The reader is finally transported to 80s Canada where Peter, a senator grieving the recent death of his wife, purchases a chimpanzee on the spur of the moment. From there, an unlikely friendship – some would say romance – develops between man and ape. The pair moves to the High Mountains to find better living conditions for the chimpanzee; what they find is not only space and warm weather but closure, not only for Peter but also for Eusebio, Tomás, and all the other characters that have been intervowen into their stories.
True to his style, Martel tells his stories with a nearly physical power: the storytelling frustrates, surprises, fascinates, and disgusts the reader. One of the most powerful, even grotesque, scenes is when Eusebio performs an autopsy on the husband in front of his wife, recounting with sharp coolness the procedure to be undertaken:
I will start by cutting a Y-shaped incision in your husband’s chest, using a scalpel, starting at the shoulders and meeting over the sternum, then heading down over the abdomen to the pubic mound. You will notice that subcutaneous fat is very yellow, and muscles look very much like raw beef, very red.
From the comedy of Tomás’s attempts of controlling a car to the flow of spiritual reasoning and the morbidity of pathology, Martel does not fail to touch all the senses of the reader. The High Mountains grow out of the page and reach out to the reader.

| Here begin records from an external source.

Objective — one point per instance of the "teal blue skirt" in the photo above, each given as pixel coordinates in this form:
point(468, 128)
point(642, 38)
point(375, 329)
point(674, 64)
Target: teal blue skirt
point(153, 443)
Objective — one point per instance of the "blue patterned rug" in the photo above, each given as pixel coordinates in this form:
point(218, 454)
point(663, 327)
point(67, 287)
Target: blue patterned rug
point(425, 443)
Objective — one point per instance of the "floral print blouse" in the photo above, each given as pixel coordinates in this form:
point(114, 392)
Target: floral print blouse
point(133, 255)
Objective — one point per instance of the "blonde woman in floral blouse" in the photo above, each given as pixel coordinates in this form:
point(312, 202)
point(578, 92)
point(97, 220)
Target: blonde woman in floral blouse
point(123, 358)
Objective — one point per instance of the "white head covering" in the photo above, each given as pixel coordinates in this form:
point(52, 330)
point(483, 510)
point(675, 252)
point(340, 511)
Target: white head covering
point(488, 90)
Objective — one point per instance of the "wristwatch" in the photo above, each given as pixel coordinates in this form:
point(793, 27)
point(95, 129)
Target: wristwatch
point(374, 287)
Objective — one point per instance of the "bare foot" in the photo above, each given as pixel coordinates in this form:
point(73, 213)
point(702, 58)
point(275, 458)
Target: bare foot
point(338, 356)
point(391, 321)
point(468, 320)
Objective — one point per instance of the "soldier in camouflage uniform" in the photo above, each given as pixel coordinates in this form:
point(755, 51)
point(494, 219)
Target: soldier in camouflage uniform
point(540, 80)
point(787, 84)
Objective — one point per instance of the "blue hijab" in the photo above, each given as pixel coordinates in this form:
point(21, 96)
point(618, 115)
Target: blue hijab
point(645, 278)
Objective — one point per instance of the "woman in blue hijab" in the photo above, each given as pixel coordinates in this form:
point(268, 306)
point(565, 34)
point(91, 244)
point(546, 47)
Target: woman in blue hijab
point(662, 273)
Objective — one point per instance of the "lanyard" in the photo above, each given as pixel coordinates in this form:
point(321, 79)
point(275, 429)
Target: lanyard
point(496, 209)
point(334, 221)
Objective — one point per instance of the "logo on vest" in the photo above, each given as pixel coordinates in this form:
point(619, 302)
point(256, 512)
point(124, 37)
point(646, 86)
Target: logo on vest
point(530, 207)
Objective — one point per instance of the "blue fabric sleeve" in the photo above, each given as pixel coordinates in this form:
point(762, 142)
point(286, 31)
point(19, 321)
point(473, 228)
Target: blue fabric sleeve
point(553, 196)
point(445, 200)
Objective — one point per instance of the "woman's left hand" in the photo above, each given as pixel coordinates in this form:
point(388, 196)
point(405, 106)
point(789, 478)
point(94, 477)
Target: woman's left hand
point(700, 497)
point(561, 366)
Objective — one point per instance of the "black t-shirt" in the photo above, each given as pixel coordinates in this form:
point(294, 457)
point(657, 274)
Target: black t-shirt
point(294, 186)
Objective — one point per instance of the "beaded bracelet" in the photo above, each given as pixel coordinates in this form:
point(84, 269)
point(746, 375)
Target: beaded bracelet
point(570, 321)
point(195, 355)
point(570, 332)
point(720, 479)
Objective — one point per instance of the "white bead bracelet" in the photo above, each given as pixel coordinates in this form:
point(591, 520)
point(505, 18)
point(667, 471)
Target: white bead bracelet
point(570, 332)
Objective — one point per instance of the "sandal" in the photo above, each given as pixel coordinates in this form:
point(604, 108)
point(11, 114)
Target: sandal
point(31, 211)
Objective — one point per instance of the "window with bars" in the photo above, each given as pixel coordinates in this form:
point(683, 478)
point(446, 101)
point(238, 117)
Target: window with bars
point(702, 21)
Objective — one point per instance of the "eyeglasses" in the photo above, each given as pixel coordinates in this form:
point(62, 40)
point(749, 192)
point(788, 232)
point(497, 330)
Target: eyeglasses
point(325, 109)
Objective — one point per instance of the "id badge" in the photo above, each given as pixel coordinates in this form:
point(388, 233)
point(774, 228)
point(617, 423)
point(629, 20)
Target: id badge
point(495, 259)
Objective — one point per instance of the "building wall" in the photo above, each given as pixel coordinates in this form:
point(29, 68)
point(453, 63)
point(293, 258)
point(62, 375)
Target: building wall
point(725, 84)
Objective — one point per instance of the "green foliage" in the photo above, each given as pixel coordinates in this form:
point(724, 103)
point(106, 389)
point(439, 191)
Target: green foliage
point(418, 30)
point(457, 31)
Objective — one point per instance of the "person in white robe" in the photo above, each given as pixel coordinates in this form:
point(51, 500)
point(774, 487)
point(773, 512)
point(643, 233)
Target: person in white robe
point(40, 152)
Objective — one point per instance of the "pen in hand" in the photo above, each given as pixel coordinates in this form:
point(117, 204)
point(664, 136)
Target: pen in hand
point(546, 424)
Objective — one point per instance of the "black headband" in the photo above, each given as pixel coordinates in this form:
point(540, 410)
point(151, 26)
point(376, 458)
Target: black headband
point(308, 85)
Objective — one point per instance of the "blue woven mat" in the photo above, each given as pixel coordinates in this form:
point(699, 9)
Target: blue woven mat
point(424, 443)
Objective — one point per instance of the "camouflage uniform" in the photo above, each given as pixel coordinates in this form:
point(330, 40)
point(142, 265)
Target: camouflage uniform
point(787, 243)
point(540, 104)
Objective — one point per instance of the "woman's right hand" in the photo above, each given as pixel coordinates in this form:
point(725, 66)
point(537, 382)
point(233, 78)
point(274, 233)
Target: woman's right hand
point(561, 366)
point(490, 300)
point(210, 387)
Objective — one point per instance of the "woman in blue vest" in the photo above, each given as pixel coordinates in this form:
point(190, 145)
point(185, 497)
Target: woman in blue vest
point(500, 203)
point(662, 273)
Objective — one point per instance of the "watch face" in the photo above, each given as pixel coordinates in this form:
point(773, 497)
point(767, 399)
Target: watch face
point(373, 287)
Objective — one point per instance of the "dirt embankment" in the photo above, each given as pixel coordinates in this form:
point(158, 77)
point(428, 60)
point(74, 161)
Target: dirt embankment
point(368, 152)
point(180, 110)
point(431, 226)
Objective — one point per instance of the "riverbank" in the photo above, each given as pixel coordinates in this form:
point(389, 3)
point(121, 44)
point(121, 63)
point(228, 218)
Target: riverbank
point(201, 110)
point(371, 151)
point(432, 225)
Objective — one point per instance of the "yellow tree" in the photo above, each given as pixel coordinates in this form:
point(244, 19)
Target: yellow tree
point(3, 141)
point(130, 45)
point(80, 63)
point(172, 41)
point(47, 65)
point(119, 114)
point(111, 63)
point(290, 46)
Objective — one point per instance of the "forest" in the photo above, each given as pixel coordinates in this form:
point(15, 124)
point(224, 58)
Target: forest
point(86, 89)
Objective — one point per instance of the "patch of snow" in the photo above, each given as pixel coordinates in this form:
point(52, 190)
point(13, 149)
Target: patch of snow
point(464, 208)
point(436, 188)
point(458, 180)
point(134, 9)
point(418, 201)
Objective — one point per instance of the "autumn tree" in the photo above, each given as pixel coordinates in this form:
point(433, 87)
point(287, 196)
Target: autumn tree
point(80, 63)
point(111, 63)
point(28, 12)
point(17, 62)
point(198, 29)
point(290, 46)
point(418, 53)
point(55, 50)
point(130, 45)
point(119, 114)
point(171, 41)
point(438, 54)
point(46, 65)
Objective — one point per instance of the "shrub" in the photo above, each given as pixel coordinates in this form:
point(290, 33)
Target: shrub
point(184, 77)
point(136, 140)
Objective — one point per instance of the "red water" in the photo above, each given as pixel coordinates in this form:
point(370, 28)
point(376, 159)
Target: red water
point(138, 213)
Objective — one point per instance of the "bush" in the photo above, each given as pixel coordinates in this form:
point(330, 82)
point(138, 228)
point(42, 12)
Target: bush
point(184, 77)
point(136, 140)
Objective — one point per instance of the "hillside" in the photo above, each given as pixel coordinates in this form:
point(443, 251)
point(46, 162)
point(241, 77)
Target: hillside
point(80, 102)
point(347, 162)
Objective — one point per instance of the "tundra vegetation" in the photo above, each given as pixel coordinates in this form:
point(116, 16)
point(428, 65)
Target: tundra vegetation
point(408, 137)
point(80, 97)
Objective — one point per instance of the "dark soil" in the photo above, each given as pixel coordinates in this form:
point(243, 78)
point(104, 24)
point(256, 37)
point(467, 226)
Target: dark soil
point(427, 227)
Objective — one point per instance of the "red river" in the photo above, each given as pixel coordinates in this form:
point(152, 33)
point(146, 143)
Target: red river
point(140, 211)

There are also undertones of Gabriel García Márquez’s One Hundred Years of Solitude to be heard throughout Martel’s narration. It is precisely the magical realism of these novels that allows Martel to use the chimpanzee as a recurrent theme, exploring how it interacts with grief and spirituality. Without questioning the limits of believability, these explorations would be much reduced; the interaction of the magical and the mundane is the hallmark of Martel’s story telling, and an excellent feat at that.

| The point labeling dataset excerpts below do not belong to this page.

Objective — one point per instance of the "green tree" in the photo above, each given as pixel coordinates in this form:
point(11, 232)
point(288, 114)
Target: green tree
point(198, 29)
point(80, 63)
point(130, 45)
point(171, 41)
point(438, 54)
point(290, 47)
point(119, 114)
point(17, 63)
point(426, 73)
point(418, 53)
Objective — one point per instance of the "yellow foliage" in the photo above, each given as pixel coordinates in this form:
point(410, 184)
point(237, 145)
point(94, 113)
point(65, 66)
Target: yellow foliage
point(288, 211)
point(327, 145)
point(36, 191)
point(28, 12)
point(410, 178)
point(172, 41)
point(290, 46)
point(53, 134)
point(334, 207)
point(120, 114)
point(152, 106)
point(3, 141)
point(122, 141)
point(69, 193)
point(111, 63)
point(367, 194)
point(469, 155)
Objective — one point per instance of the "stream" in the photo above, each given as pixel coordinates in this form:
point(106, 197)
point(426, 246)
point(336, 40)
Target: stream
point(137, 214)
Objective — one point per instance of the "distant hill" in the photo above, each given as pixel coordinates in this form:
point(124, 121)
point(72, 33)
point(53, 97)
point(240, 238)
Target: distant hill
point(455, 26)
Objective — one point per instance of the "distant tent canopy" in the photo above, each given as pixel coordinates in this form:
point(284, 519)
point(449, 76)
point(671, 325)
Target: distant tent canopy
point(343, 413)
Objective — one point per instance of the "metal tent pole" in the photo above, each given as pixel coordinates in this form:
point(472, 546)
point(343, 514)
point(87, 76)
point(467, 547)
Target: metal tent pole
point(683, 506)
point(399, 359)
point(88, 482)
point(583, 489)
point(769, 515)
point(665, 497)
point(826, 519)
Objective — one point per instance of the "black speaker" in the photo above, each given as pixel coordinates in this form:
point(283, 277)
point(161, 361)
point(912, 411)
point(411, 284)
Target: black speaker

The three parts of the novel are named Homeless, Homeward, and Home. As Martel wrote in Life of Pi, ‘life is a story’. In The High Mountains of Portugal, this story, a story of life, is told through three different people and eras, from setting out into homelessness to finding closure, and home.
Anna is a bookworm, linguistics student and student journalist.
Yann Martel, The High Mountains of Portugal (Canongate, 2016) 978-1782114697, 352 pp., hardback.